However, some days present abnormal behaviour. These days correspond to non-routine related days. Most of the time they are not related to each other, which can be interpreted as outliers within the user’s recorded photo-streams. Experience has shown that it is difficult to describe what non-routine related days are for a given photo-stream collection. In the context of outlier detection, samples considered as outliers do not form the cluster with higher density when representing the days in a feature space. We propose an unsupervised classification method that assumes that outliers are situated in low-density areas. Outlier detection methods are commonly used in data mining to indicate variability in measurements, errors or novel samples [6, 12]. Among their applications are fraud detection [9] and satellite image analysis [1]. However, up to our knowledge for first-time routine detection is defined through an outlier detection approach. Within the available outlier detection algorithms, we propose Isolation Forest algorithm [13]. This method has shown a good performance when detection outliers in multidimensional space, not seeking normal data points but identifying anomalies. Our model is unsupervised because routine differs per person and our aim is to propose a generic model able to discover routine of unknown users. However, since we have the labels of the recorded photo-streams that compose our dataset, we use them to validate if we are able to discover their routine related days.

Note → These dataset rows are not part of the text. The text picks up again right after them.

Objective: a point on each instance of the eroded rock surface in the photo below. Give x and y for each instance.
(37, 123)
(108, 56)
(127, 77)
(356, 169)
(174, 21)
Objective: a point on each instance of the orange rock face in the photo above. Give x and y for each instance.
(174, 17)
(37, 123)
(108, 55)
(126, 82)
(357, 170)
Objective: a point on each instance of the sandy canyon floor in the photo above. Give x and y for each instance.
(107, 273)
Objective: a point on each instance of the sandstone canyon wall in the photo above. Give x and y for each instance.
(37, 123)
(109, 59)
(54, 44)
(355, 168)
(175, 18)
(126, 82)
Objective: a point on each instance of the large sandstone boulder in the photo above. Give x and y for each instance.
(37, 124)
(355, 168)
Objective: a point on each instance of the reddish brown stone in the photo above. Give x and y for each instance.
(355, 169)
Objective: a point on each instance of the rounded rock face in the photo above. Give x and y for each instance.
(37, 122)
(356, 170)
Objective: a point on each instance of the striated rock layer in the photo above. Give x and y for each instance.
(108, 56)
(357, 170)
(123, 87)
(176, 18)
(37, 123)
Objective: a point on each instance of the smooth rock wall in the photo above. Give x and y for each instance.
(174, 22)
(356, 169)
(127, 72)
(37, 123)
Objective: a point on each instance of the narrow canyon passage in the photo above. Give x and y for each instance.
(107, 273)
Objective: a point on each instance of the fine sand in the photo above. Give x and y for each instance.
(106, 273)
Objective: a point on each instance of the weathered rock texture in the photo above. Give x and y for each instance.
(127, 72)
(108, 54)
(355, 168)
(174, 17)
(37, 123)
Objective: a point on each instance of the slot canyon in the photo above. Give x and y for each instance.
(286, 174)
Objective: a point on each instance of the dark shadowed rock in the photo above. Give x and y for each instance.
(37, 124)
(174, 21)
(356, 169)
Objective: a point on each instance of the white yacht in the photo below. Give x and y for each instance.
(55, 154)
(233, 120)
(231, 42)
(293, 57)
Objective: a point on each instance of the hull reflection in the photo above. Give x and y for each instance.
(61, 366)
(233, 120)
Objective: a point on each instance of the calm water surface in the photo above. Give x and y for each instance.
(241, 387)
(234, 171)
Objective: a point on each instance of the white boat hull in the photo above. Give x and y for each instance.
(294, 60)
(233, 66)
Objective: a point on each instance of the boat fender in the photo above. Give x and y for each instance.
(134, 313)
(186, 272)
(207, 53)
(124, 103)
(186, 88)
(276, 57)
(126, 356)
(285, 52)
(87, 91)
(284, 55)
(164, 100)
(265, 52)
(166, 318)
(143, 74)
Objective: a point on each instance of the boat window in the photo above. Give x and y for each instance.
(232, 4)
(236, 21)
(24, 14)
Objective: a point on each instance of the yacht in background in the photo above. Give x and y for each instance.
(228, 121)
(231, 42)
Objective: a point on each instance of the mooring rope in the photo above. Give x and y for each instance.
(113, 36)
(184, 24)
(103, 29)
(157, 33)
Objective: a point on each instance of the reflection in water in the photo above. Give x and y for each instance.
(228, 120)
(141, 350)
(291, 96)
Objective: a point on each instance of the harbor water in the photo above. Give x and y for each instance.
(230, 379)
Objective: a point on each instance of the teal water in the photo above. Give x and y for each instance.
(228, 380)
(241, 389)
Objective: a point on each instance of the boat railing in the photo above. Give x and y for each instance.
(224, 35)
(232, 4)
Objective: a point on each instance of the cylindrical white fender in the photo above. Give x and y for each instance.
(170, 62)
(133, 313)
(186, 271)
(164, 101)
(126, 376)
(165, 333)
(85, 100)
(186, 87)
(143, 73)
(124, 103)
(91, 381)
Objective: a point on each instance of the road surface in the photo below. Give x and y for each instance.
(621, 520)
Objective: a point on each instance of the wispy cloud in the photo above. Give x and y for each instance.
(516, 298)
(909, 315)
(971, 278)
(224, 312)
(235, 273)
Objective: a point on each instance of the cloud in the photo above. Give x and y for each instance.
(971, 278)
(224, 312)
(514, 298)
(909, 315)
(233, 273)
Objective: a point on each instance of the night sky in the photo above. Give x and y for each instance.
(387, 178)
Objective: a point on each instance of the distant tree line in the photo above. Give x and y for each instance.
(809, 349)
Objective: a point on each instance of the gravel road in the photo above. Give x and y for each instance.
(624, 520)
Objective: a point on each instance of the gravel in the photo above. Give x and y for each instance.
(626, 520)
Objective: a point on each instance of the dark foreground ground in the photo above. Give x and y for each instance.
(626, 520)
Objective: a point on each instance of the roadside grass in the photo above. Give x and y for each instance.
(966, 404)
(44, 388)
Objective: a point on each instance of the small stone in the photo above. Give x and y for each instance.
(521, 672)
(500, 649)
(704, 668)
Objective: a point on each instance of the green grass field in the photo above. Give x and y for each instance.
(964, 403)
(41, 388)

The closest approaches in computer vision to our aim focus either on scene or activity recognition. However, we cannot characterize a given day as routine related by solely classifying single images from the photo-stream. We observed that information about the patterns of behaviour of a person can be obtained by keeping track of his or her Activities of Daily Living (ADLs). These activity patterns can help us expose what is common in the life of the camera wearer. Routine can be inferred when many sample days are recorded since it describes what is common. When aiming to determine a perfect classifier for routine related days, we would need an infinite amount of day samples. Therefore, we think that there is a need for defining a methodology that analyses a collection of images as a group, allowing to compare with other days. We then propose to look for correlation and occurrence of activities throughout the day, and the set of recorded days.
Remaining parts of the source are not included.